~*SENHOR DAS DESCONFIANÇAS*~ cap. XLIII
Entrando no quarto a fim de descansar depois de mais um dia cumprido, Ruan retirou o colete e a gravata, jogando-os sobre a cama; caminhou até o janelão e abriu-o, sentindo de imediato a brisa da noite soprar contra o seu rosto e lhe causar uma sensação de prazer; então atravessou o janelão com os olhos fitos na Lua Nova que tão tímida se escondia por trás das nuvens, e apoiou-se nas grades da varanda, contemplando mais de perto a noite e seus encantos. Mas seus olhos cansados pediam para ele voltar para o quarto e ter uma longa noite de sono. Ruan deu um comprido bocejo e espreguiçou-se enquanto continuava com a vista presa ao céu, ora somente quando girou para regressar adentro do quarto, foi que notou que Thalia estava na varanda do segundo quarto ao lado, mas se mantinha de costas para Ruan, olhando a outra parte do céu, e lembrou-se Ruan de que ela tinha trocado de quarto com a irmã e por isso a via ali; acabou desistindo de entrar no quarto para ficar na lateral da varanda e observar Thalia, como um jovem com um olhar intruso, na casa ao lado da de uma moça bela.
- Noite linda, não acha? - ele disse num tom quase alto, conseguindo chamar a atenção de Thalia, que surpreendida virou-se para ele.
- Ruan!? - Thalia disse, sem perceber que era a primeira vez que chamava-o somente pelo nome e sem mais nenhuma reverência, o que pareceu agradá-lo, em razão do semblante risonho que lhe mostrou; ora Thalia ficou muito desconsertada pela presença demasiada inesperada de Ruan na outra varanda, no entanto seus inquietos passos a arrastaram para o outro lado da varanda, para assim conseguir falar mais próxima dele - Sim, a noite está mesmo linda...
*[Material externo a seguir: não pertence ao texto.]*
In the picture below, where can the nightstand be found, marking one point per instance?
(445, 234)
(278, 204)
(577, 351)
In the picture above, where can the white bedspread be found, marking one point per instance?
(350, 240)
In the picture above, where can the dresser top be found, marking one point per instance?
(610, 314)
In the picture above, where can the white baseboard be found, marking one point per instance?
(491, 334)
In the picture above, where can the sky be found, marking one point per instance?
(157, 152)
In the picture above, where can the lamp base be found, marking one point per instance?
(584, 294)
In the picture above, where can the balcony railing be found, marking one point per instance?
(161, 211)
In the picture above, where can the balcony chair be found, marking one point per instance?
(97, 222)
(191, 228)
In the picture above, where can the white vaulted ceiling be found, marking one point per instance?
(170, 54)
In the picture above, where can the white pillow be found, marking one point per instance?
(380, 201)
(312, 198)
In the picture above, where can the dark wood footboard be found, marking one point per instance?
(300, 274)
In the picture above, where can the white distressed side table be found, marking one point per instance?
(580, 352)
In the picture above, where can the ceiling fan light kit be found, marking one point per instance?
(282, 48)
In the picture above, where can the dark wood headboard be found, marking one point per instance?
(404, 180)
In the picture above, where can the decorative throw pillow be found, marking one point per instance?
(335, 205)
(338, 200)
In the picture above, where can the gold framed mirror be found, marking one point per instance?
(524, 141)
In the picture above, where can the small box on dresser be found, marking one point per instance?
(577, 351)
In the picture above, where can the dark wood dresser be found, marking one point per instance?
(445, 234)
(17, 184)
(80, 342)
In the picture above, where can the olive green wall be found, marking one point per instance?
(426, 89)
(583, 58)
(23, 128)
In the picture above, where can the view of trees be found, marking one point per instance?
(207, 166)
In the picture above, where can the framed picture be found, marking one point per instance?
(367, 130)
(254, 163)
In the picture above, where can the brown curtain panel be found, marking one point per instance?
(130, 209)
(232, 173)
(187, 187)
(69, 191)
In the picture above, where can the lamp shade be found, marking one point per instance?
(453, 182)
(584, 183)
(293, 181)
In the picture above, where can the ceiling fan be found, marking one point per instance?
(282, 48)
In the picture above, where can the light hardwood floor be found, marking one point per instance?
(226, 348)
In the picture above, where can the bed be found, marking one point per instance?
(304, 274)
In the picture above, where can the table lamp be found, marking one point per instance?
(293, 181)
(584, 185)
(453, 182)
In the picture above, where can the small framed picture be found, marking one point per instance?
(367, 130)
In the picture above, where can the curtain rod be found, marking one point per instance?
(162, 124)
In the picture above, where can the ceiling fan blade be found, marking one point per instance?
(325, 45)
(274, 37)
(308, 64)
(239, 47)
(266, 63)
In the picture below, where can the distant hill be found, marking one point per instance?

- Uma curiosidade - Ruan se escorava mais na grade, como se quisesse arrastá-las mais para perto de Thalia e não precisar falar num tom alto e correr o risco de acordar os que já dormiam -, o que há nesse quarto do meio?
- Ah, é um quarto também de hóspedes, está desocupado - ela disse, com muita simpatia.
- Hhm... Espere, já volto - ele se afastou das grades e vacilou antes de cruzar os janelões, mirando uma vez mais em Thalia - Não vai sair daí agora, vai?
- Anh... Não - Thalia respondeu com estranheza.
Então Ruan desapareceu dentro do quarto e Thalia voltou a admirar o céu negrume e com algumas estrelas pontilhadas, o que a fazia lembrar de muitas coisas boas que vivera e imaginar outras mil que ainda ansiava viver. Ficou distraída com aqueles pensamentos, até que uma voz que fazia seu corpo inteiro estremecer soou bem mais perto de sua varanda e, quando ela olhou para o lado, Ruan já estava na varanda vizinha do quarto de hóspedes, bem colada à dela, só uns quatro palmos de distância; Ruan tinha os braços apoiados nas grades e fitava Thalia.
- Como conseguiu entrar? - perguntou Thalia, rindo e se acercando da grade de sua varanda - A porta não estava trancada?
- Sim, estava - Ruan disse e mostrou a Thalia um grampo de cabelo em sua mão, no que ela riu e meneou a cabeça de um lado a outro.
- Pensei que esse truque não funcionasse.
- Eu também - ele sorriu, guardando o grampo no bolso da calça e deixando os braços na mesma posição de antes - Pensei que já dormisse a essa hora.
- Não tenho sono... Acho que é por conta da ansiedade.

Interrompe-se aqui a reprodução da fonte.